Peneliti senior dari RTI International, Amerika Serikat, Ariane van der Straten, mengatakan, ide menggunakan implan sebagai alat untuk memasukkan obat antiretroviral ke dalam tubuh mengadaptasi kesuksesan implan sebagai alat kontrasepsi.
Metode implan juga dinilai lebih praktis karena tindakan yang dijalani hanya sekali, yaitu saat memasukkan implan itu dan implan akan ada di dalam tubuh untuk periode waktu tertentu. Hal itu dinilai lebih praktis dibandingkan jika harus mengonsumsi obat pencegahan setiap hari seperti yang kini tersedia.
Akan tetapi, menurut Ariane, berdasarkan pengalaman di Afrika, metode implan membutuhkan tenaga kesehatan yang terlatih, khususnya untuk mengambil implan tersebut setelah habis masa pakainya. Karena itu, berkembang wacana untuk membuat implan yang seiring dengan waktu bisa diserap oleh tubuh.
Pilihan metode pencegahan HIV lainnya, khususnya bagi perempuan, adalah cincin vaginal terbuat dari silikon yang mengandung obat dapivirine. Riset fase III oleh International Partnership Microbicides (IPM) dan Microbicide Trial Network (MTN) terhadap 4.500 perempuan di Malawi, Zimbabwe, Afrika Selatan, dan Uganda menunjukkan hasil bagus. Namun, riset ini akan terus dikembangkan terutama pada populasi perempuan kelompok umur di bawah 21 tahun.

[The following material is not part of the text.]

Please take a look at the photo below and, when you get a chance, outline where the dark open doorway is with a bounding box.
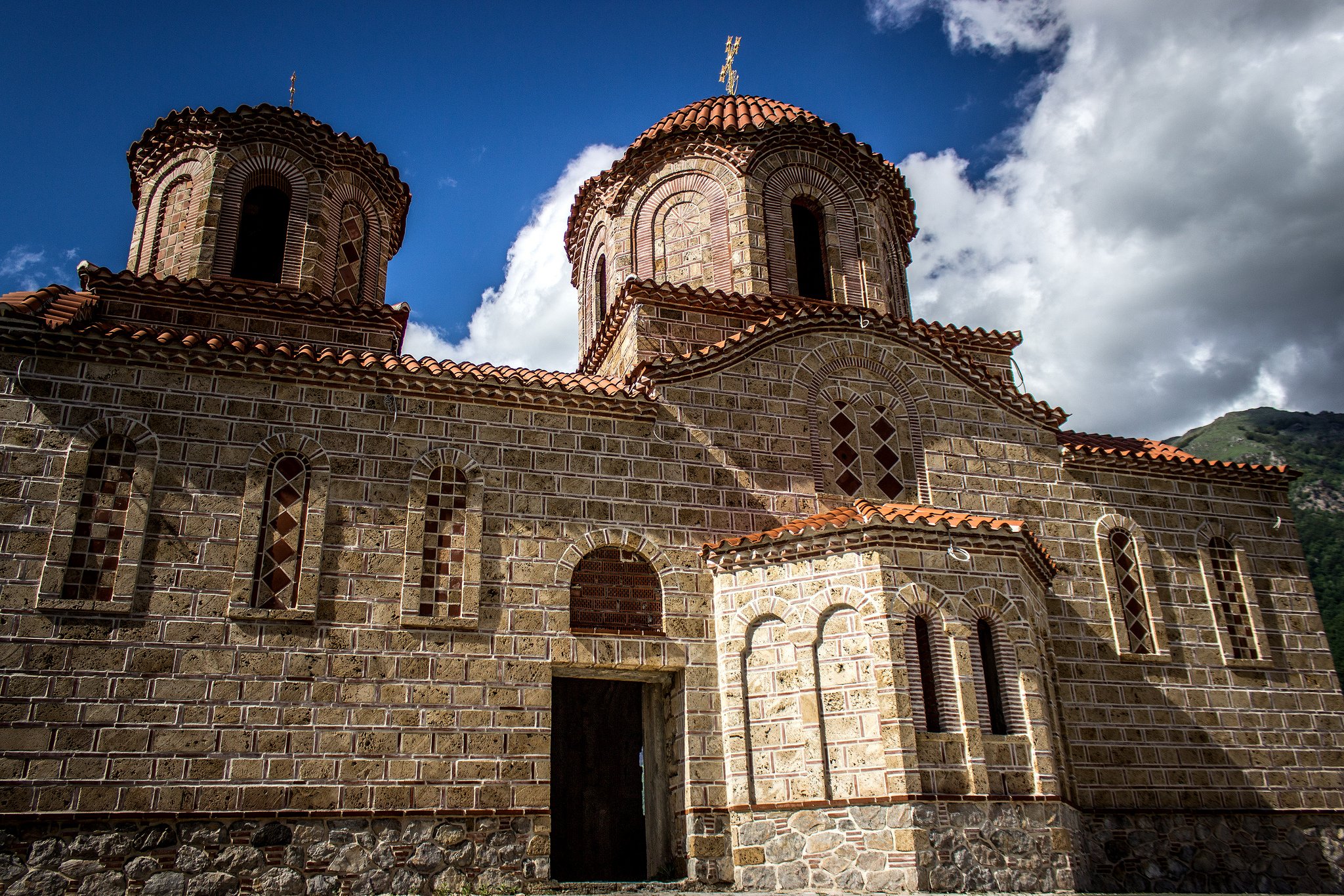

Sementara Quarraisha Abdool Karim, Associate Scientific Director di Pusat Riset Program AIDS di Afrika Selatan (CAPRISA), menjelaskan, orang dengan HIV positif yang menerima pengobatan terus meningkat, dari 7,5 juta tahun 2010 menjadi 21,7 juta tahun 2017. Namun, itu tak cukup mengingat tahun 2017 saja ada 37 juta orang dengan HIV positif di dunia dan infeksi baru mencapai 1,8 juta. Penurunan angka infeksi baru dalam beberapa tahun ini melandai.